The original version was developed in beta form in late 2004 by technologists at the Defense Intelligence Agency, adapting MediaWiki open-source software for deployment on the DIA-managed JWICS SCI network. In 2005 DIA officials arranged to transfer the software and content to community-wide management under ODNI auspices, to increase the system's utility and comprehensiveness. Richard A. Russell, Deputy Assistant Director of National Intelligence for Information Sharing Customer Outreach (ISCO) said it was created so "analysts in different agencies that work X or Y can go in and see what other people are doing on subject X or Y and add in their two cents worth or documents that they have. What we are after here is 'decision superiority', not 'information superiority.'"

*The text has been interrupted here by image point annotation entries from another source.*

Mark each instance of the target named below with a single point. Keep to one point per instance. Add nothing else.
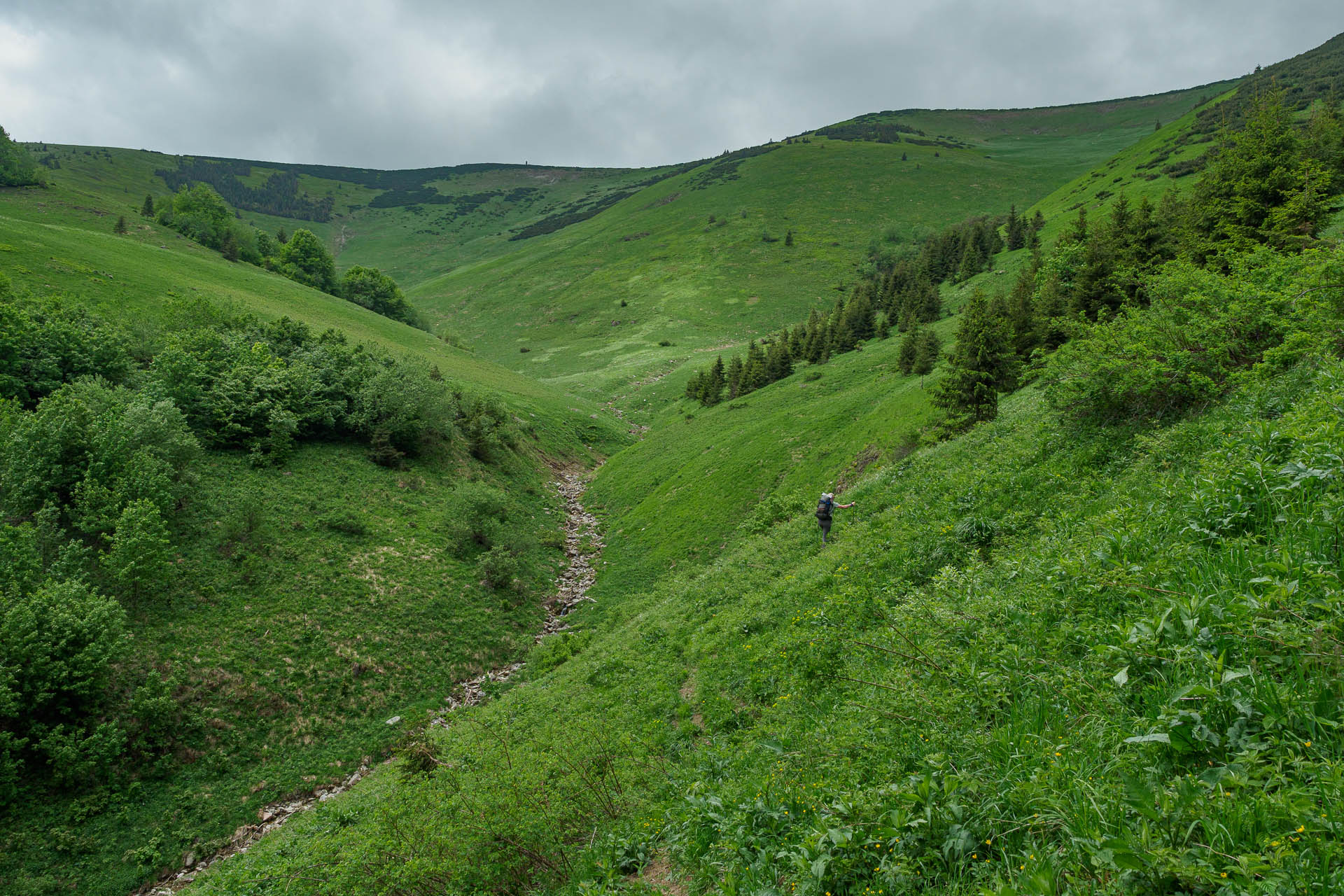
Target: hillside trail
(582, 545)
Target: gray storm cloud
(419, 83)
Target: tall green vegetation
(201, 214)
(96, 458)
(846, 328)
(17, 164)
(1160, 344)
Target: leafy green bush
(305, 260)
(1200, 332)
(479, 516)
(45, 344)
(379, 293)
(502, 568)
(403, 412)
(57, 647)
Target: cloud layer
(417, 83)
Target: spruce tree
(753, 370)
(734, 377)
(1022, 311)
(926, 352)
(980, 367)
(1016, 230)
(906, 354)
(859, 317)
(711, 387)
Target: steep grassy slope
(309, 602)
(698, 282)
(1130, 685)
(452, 235)
(57, 241)
(412, 223)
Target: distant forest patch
(279, 195)
(873, 128)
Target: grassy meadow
(1040, 656)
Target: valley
(1079, 631)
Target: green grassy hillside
(454, 237)
(1126, 685)
(308, 602)
(698, 282)
(57, 241)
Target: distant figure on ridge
(824, 508)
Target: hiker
(824, 508)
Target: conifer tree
(909, 347)
(859, 317)
(815, 343)
(980, 367)
(753, 370)
(1022, 312)
(926, 352)
(734, 377)
(711, 387)
(1016, 230)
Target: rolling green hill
(457, 239)
(1040, 659)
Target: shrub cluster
(96, 456)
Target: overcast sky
(412, 83)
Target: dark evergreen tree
(859, 317)
(1022, 311)
(907, 349)
(926, 352)
(1016, 230)
(980, 367)
(1260, 188)
(753, 370)
(711, 386)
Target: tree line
(17, 164)
(99, 437)
(201, 214)
(1268, 190)
(902, 292)
(277, 195)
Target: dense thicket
(17, 164)
(1155, 328)
(279, 195)
(202, 214)
(96, 451)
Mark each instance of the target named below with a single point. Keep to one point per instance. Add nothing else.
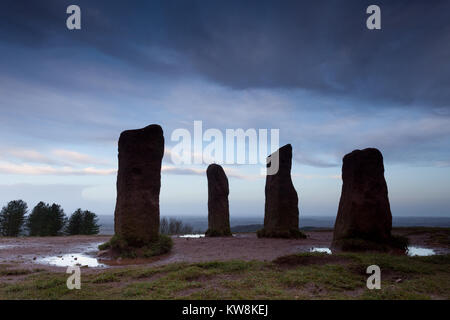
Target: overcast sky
(309, 68)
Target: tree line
(45, 220)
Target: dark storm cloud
(320, 46)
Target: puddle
(326, 250)
(418, 251)
(192, 236)
(7, 246)
(67, 260)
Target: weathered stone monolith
(364, 211)
(218, 210)
(281, 208)
(136, 217)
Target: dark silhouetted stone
(218, 210)
(281, 209)
(364, 212)
(136, 218)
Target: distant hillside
(252, 224)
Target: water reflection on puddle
(412, 251)
(418, 251)
(75, 259)
(326, 250)
(192, 236)
(7, 246)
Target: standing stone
(364, 211)
(281, 209)
(136, 218)
(218, 210)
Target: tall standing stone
(136, 217)
(218, 209)
(364, 211)
(281, 208)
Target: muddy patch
(299, 260)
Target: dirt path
(29, 252)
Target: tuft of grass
(106, 277)
(119, 246)
(307, 276)
(395, 242)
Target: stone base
(278, 233)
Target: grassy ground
(303, 276)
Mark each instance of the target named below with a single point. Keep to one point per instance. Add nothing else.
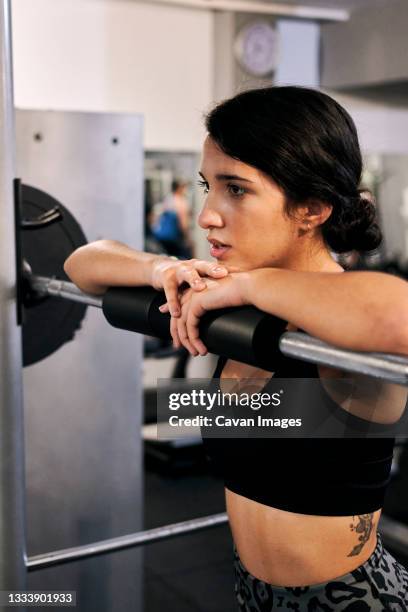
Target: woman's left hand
(223, 293)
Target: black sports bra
(319, 476)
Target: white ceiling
(338, 4)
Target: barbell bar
(132, 540)
(237, 333)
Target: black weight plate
(52, 322)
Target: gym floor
(193, 573)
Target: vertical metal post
(12, 482)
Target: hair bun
(354, 225)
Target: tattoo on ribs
(363, 528)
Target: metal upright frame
(12, 475)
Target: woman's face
(244, 209)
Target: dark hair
(307, 143)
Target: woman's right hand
(168, 274)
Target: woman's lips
(218, 251)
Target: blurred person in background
(170, 222)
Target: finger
(164, 307)
(209, 268)
(193, 332)
(174, 332)
(189, 275)
(170, 287)
(183, 336)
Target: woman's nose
(209, 217)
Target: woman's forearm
(362, 311)
(106, 263)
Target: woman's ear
(316, 213)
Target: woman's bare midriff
(290, 549)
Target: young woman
(281, 170)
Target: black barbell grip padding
(244, 333)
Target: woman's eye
(235, 190)
(204, 185)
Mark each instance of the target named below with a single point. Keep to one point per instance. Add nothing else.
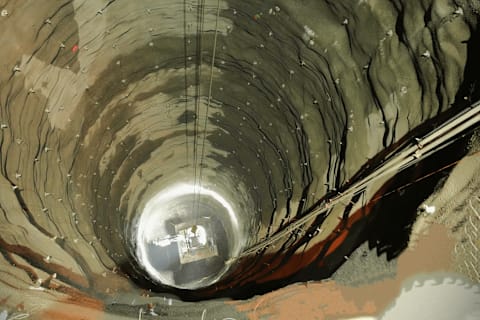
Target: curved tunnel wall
(273, 105)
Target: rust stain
(330, 300)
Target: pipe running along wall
(156, 141)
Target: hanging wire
(209, 100)
(198, 74)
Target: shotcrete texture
(272, 104)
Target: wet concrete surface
(276, 105)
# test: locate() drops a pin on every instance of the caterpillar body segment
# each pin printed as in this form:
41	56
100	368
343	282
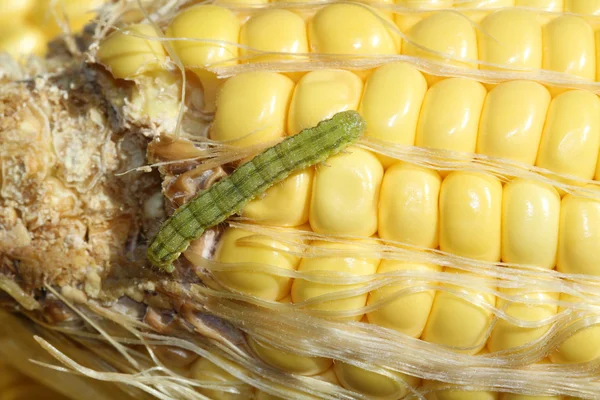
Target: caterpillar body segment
228	196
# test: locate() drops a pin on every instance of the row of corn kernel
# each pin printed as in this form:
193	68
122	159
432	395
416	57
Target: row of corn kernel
507	38
27	25
476	218
515	120
585	7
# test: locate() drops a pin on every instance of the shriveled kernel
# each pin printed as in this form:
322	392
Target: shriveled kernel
252	108
530	222
408	205
175	356
320	94
221	28
127	54
206	371
285	204
512	121
304	290
583	346
22	40
579	236
293	363
587	7
571	136
237	247
457	322
510	38
506	335
373	384
569	47
73	13
470	215
273	30
444	32
59	197
391	103
408	313
546	5
351	29
346	194
450	115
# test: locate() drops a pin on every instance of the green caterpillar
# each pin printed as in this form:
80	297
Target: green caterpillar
229	195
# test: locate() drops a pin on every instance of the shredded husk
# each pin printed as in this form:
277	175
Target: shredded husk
82	303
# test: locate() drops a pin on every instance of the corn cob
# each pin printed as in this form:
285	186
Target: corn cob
465	188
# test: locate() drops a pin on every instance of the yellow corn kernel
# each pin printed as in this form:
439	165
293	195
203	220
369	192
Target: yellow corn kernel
579	236
289	362
218	24
506	335
510	38
476	10
597	37
72	13
327	376
582	347
236	247
514	396
14	11
206	371
512	121
484	3
457	322
127	56
408	205
346	194
571	136
470	215
450	115
252	108
391	104
569	47
22	40
351	29
285	204
587	7
273	30
407	313
530	222
373	384
546	5
304	290
444	32
320	94
405	21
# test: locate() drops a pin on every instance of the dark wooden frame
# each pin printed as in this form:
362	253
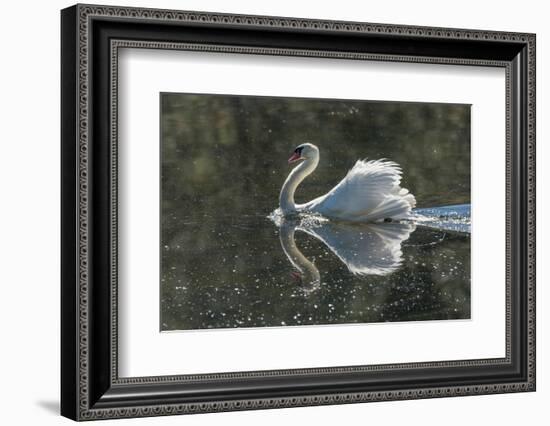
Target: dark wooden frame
90	386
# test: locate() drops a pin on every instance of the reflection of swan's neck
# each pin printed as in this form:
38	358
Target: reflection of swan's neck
296	176
298	260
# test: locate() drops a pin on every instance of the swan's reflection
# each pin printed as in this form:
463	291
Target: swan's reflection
365	249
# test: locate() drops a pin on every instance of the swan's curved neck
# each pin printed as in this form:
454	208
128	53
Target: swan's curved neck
296	176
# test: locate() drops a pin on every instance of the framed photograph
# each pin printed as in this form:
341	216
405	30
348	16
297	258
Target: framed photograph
263	212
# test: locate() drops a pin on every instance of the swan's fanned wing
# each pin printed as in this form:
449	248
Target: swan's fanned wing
369	192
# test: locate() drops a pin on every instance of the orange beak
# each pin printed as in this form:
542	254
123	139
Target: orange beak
295	157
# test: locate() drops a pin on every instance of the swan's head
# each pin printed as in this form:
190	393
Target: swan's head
305	151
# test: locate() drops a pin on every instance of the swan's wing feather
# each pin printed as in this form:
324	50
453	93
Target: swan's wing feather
373	249
370	189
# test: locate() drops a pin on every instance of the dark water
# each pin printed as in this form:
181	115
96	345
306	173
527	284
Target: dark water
226	263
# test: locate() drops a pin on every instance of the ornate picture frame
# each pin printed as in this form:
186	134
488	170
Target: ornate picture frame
91	38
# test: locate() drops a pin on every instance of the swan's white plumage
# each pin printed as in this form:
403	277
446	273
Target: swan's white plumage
366	249
370	192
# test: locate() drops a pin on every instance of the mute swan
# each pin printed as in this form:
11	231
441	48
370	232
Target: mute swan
370	192
365	249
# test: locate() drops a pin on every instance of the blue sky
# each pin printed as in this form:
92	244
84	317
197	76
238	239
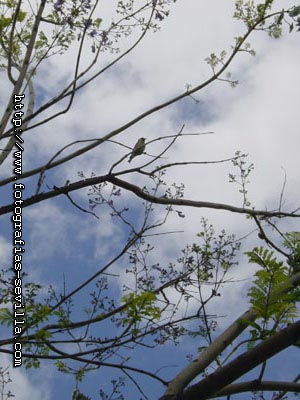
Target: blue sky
259	117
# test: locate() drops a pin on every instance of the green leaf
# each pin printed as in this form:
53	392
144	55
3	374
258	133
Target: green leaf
21	16
294	11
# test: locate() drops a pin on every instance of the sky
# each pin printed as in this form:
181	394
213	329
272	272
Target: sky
259	117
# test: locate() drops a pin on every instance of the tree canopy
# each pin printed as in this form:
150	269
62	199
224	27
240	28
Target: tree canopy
100	281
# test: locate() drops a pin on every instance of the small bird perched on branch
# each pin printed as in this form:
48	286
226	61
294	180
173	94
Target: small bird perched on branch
138	149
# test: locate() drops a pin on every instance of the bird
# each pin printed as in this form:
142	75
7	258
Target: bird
138	149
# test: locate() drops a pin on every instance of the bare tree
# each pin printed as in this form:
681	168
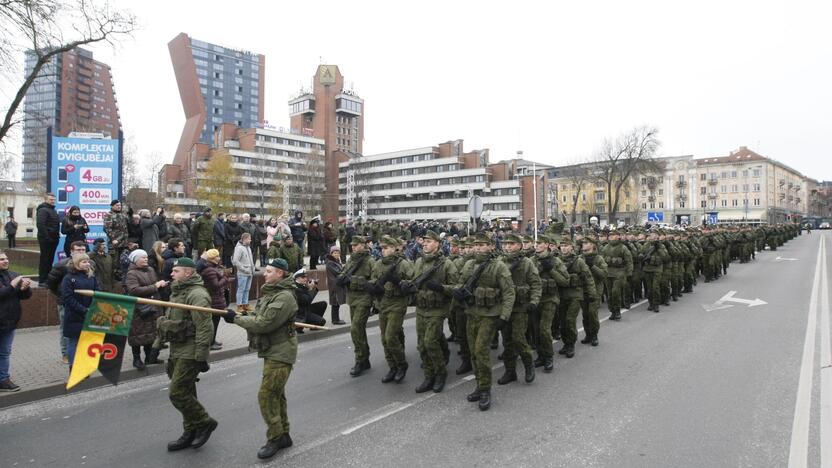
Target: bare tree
617	160
48	28
577	175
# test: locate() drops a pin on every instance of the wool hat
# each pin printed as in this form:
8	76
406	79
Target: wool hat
184	262
136	254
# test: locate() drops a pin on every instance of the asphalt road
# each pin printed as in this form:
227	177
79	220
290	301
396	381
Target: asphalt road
703	383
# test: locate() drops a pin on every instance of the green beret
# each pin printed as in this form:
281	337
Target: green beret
483	238
432	235
512	239
279	263
184	262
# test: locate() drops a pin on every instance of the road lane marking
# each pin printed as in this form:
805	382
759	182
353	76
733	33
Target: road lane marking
799	448
825	374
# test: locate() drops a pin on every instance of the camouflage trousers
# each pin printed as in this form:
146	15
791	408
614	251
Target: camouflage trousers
569	310
462	332
390	326
514	340
429	340
359	314
182	393
547	311
652	288
589	313
617	288
272	397
481	330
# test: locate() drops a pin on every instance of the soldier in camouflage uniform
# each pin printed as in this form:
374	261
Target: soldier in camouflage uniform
553	276
433	280
355	276
653	261
271	331
526	282
571	296
619	260
115	226
592	296
190	335
386	286
486	288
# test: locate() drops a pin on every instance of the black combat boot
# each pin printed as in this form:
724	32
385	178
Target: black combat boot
184	441
202	436
426	385
464	368
272	446
529	373
401	371
389	376
485	400
510	375
439	382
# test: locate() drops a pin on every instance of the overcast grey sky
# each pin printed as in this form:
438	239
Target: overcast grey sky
549	78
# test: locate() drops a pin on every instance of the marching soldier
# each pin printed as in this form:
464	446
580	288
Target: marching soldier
354	277
385	285
433	276
190	335
553	276
571	296
526	281
619	260
271	331
486	287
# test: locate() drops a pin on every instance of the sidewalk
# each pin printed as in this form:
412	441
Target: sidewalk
36	358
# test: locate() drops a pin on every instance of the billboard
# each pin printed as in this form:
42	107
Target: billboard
84	172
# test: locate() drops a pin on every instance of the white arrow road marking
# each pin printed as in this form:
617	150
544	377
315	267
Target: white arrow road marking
729	297
751	302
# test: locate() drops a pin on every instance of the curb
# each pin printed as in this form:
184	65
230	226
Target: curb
58	389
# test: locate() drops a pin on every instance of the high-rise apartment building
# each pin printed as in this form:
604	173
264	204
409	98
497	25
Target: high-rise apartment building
336	115
72	93
217	85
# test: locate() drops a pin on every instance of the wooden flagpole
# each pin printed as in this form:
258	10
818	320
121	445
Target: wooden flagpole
207	310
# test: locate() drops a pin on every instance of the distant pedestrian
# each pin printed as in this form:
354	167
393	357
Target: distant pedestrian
13	289
11	231
49	232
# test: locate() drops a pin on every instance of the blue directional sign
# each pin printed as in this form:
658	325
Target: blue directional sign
655	216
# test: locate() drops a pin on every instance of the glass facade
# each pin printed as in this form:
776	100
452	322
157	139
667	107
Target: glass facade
227	77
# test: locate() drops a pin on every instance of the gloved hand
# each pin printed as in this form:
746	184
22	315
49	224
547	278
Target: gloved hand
502	324
434	286
229	316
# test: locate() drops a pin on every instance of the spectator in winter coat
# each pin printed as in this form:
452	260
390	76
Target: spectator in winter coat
244	263
142	281
80	276
337	294
216	283
316	245
13	289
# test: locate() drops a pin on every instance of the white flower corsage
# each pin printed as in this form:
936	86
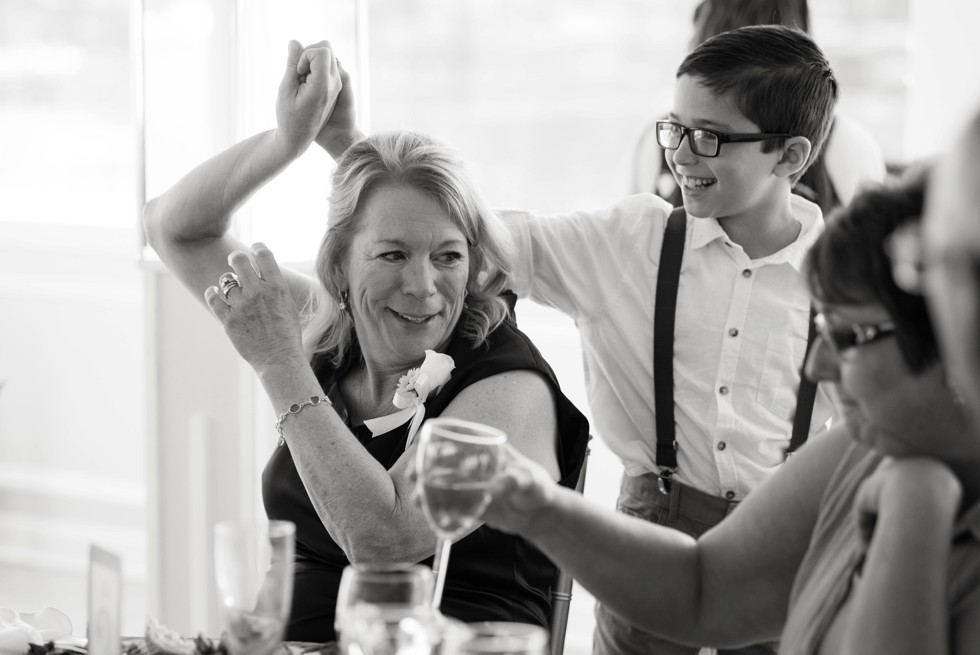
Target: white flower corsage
415	387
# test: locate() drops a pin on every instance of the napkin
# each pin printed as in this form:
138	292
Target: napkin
18	629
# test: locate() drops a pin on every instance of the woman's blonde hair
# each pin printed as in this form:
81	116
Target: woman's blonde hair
420	162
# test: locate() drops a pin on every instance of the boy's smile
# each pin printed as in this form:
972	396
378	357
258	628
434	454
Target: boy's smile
741	181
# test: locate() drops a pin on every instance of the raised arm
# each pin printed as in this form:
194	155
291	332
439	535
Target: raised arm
901	600
340	129
730	587
189	225
368	510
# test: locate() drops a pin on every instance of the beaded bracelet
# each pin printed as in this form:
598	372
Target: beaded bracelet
296	408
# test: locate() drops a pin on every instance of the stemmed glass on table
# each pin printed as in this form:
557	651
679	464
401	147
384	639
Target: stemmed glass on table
457	462
253	568
384	609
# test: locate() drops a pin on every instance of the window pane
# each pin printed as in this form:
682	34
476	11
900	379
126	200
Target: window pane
68	153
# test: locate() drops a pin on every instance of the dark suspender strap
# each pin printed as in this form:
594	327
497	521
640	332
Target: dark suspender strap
668	278
806	396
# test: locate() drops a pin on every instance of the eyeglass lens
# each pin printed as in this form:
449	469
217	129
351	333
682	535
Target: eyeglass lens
702	142
843	337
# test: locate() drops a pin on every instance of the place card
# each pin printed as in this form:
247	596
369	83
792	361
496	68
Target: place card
104	602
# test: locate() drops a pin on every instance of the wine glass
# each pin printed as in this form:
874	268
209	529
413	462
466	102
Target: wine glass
385	609
505	638
457	462
253	569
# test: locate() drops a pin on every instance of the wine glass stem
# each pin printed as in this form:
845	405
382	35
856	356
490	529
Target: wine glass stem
441	562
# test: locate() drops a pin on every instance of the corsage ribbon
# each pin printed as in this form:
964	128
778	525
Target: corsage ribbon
415	387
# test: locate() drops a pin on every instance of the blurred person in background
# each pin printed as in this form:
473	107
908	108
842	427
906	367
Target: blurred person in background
851	156
952	262
413	263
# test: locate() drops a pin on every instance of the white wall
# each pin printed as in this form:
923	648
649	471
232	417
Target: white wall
72	431
944	86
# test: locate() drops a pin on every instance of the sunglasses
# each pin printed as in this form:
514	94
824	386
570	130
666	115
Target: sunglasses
705	143
851	335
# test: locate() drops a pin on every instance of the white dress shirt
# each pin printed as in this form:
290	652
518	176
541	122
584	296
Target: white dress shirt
740	335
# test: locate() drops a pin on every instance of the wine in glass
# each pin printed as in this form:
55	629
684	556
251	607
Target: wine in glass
386	609
253	568
457	462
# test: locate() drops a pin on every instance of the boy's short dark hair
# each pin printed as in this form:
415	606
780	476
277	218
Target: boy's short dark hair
778	78
848	263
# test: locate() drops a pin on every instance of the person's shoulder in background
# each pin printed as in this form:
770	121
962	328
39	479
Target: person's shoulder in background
852	157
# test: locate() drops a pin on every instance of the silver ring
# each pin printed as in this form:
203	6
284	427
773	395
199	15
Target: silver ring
227	282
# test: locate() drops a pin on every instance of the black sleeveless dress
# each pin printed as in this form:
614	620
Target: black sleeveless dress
492	576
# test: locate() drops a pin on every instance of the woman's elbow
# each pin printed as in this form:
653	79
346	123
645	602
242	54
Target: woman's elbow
381	548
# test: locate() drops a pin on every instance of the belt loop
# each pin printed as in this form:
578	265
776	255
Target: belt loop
675	501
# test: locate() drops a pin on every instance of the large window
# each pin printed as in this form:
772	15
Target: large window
65	87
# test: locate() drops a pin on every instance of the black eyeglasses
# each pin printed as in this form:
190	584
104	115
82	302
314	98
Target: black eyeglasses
705	143
851	335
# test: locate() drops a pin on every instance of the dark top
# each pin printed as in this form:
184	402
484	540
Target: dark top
492	576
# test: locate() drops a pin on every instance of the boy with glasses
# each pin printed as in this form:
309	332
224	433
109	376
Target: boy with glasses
742	306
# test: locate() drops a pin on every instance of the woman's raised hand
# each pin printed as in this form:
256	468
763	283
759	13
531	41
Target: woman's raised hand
307	95
258	313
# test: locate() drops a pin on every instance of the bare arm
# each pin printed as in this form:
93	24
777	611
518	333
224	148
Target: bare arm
189	225
907	509
369	511
730	587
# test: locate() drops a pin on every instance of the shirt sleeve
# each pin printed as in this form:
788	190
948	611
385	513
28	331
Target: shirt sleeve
574	262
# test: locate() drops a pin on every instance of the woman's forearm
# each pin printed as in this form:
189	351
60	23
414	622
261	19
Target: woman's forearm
367	510
200	205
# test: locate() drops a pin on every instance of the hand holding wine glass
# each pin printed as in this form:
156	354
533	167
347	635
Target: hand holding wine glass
457	462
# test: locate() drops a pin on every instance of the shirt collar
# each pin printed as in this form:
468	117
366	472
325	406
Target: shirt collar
707	231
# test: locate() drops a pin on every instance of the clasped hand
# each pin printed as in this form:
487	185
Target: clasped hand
315	100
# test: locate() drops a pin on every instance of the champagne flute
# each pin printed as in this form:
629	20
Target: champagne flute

In 2007, after sixteen months of being available across the entire community, it was noted by officials that the top-secret version of Intellipedia alone (hosted on JWICS) had 29,255 articles, with an average of 114 new articles and more than 6,000 article edits added each workday.

As of 2009, the overall Intellipedia project hosted 900,000 pages edited by 100,000 users, with 5,000 page edits per day. As of 2014, Intellipedia contained around 269,000 articles with the Top Secret Intellipedia counting 113,000 content pages with 255,000 users.